Ein moderner Prophet

Rudolf Steiner

Mit Ende Dreißig fand Rudolf Steiner zu seinem Lebensthema, der Anthroposophie, mehr als hundert Jahre später sind seine Ideen nach wie vor präsent. Miriam Gebhardt hat den Versuch unternommen, mit kritischer Distanz eine Biografie des Begründers der Waldorfschulen zu verfassen.

Komplexe Persönlichkeit

Eine objektive Biografie über Rudolf Steiner zu schreiben, sei ein schwieriges Unterfangen, erklärt Miriam Gebhardt gleich zu Beginn ihres Buches. Wie sich einem nähern, der überzeugt war, mit Toten sprechen zu können? Der meinte, ihm sei ein geheimes, fünftes Evangelium offenbart worden? Und der in relativ kurzer Zeit eine komplexe Kosmologie, eine Christologie, eine eigene Meditationsschule, eine anthroposophische Medizin, eine biodynamische Landwirtschaft und eine neue Pädagogik formulierte.

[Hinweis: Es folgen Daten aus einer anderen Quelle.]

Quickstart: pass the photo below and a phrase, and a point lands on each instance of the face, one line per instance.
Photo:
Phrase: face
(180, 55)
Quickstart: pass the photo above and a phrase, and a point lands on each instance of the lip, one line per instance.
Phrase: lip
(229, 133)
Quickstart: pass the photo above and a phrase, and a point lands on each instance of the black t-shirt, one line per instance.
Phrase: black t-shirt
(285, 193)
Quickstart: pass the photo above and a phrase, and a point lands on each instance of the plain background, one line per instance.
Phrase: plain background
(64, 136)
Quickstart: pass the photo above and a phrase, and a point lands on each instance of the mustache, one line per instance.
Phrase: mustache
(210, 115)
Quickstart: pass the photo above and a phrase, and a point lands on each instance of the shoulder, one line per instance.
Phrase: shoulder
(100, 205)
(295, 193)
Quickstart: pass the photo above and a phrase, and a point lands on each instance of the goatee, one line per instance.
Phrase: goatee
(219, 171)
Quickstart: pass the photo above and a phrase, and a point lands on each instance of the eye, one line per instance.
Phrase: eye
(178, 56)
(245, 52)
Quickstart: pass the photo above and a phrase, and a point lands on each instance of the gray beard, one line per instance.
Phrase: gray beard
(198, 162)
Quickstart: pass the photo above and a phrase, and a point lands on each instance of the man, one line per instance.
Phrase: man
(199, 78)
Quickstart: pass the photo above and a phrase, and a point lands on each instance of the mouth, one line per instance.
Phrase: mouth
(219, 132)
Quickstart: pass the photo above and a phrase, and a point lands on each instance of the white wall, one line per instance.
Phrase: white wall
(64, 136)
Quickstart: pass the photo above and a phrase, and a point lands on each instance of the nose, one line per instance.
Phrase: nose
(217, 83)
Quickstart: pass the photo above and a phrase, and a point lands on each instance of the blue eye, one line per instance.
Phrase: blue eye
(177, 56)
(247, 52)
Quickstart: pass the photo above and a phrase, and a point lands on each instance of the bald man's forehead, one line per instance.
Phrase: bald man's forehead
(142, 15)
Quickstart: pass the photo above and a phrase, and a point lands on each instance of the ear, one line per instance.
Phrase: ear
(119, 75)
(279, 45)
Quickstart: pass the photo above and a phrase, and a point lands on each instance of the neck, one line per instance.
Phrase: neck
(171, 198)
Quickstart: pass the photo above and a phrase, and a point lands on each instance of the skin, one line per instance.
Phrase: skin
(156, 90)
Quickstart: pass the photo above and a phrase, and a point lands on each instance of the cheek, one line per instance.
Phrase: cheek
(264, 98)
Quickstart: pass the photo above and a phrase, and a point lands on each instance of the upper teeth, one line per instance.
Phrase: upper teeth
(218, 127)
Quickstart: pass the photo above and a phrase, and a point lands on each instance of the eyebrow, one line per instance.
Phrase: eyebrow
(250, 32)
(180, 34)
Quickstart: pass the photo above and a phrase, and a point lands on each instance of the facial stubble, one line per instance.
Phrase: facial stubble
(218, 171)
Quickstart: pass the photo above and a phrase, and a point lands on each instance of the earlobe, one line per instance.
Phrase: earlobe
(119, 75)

Er war ein Händler selbst gefertigter Wahrheiten.

Und diese Wahrheiten wirken bis heute nach. Wenn auch die Anthroposophische Gesellschaft mit Sitz in der Schweiz über schrumpfende Mitgliederzahlen und Überalterung klagt, so sind die Ideen Steiners heute nach wie vor präsent. Die Waldorfschulen sind wohl das bekannteste Erbe der Steiner'schen Philosophie.

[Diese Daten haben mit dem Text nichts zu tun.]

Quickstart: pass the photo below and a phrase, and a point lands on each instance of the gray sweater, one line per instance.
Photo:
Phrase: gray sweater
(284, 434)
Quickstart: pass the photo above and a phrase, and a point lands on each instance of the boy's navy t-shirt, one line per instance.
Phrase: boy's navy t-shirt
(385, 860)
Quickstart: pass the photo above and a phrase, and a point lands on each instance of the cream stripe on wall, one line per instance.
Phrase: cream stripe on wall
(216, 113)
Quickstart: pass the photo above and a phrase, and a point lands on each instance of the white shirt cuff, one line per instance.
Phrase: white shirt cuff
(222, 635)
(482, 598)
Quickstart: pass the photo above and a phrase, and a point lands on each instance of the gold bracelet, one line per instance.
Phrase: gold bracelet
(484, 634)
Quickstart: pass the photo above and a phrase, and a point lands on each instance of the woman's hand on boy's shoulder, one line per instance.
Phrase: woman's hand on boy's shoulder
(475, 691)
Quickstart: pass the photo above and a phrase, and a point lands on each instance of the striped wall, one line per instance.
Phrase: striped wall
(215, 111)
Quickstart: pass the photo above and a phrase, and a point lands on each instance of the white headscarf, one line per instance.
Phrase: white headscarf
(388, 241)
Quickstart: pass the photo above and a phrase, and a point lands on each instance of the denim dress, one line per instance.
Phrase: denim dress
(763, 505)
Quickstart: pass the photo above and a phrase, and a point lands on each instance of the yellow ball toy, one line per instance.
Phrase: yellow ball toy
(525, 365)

Aber auch die "Demeter" Methode ist weltweit erfolgreich. 4.300 Betriebe auf allen fünf Kontinenten bauen auf 130.000 Hektar Ackerfläche biodynamisch Nahrungsmittel an. Und die Produkte von Weleda, jener Kosmetikmarke, die auf Steiners Konzept aus den 1920 Jahren zurückgeht, verkaufen sich nach wie vor ausgezeichnet.

Populärer Redner

Geboren wurde Rudolf Steiner am 27. Februar 1861 im kroatischen Kraljevec. Erst mit Ende Dreißig fand Steiner zu seinem Lebensthema, der Anthroposophie. Solange es gedauert haben mochte, bis Steiner seine Bestimmung fand, so rasend schnell wollte der Prophet danach seine Lehren unters Volk bringen. Mehr als 6.000 Vorträge soll er in seinem Leben gehalten haben. Und diese hohe Taktzahl dürfte auch Ursache für den Tod Rudolf Steiners am 30. März 1925 gewesen sein.

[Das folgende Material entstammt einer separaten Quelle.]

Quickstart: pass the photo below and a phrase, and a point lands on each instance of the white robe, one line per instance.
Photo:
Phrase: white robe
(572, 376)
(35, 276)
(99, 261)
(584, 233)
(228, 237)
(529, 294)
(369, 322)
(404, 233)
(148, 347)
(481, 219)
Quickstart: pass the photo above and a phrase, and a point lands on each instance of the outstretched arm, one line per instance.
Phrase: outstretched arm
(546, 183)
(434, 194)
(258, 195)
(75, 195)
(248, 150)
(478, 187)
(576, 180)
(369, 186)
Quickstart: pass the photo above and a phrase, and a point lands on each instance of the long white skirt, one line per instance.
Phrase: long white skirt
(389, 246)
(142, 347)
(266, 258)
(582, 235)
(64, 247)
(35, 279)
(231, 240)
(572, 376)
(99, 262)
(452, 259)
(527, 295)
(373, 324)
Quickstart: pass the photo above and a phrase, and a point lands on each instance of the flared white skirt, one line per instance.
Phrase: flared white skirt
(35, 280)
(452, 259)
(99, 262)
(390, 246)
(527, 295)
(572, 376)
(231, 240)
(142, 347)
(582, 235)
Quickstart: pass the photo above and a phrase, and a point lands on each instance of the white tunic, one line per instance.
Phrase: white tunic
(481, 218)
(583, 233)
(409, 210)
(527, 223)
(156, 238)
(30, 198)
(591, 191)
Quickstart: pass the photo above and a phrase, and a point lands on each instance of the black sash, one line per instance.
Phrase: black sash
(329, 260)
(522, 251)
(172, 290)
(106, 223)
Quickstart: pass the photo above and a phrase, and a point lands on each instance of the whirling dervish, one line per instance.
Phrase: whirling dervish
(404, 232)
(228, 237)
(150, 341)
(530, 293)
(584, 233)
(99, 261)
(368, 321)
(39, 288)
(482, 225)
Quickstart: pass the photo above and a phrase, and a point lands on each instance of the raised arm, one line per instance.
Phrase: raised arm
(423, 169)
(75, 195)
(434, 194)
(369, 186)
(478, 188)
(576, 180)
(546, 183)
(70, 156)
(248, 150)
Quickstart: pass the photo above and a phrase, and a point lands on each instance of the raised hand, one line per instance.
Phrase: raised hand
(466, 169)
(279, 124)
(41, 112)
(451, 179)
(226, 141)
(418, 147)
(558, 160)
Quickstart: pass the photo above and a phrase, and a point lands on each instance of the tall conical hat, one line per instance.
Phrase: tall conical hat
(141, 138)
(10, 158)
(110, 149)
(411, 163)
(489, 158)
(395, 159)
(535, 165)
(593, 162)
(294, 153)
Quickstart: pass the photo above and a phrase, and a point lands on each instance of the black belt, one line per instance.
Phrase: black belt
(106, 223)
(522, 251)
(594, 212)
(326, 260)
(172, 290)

Angefangen hatte es während einer kräftezehrenden Tour de Force durch Deutschland, Österreich, die Schweiz, Skandinavien, Italien, Ungarn, Frankreich, die Niederlande und Großbritannien die Jahre zuvor. Zuletzt musste eine Konzertagentur Steiners Auftritte managen, so groß war der Andrang.

Viele weiße Flecken

Die Faktenlage zum Leben Rudolf Steiners sei leider sehr dünn, meint Miriam Gebhardt. Und Steiners Selbstauskünfte leider arg stilisiert, verschlossen und verschleiernd. Das beginnt schon bei den banalsten Fragen zu seinem Leben. So streiten die Experten bis heute um das präzise Geburtsdatum. 25. Februar behauptete Steiner, 27. Februar sagen die anderen.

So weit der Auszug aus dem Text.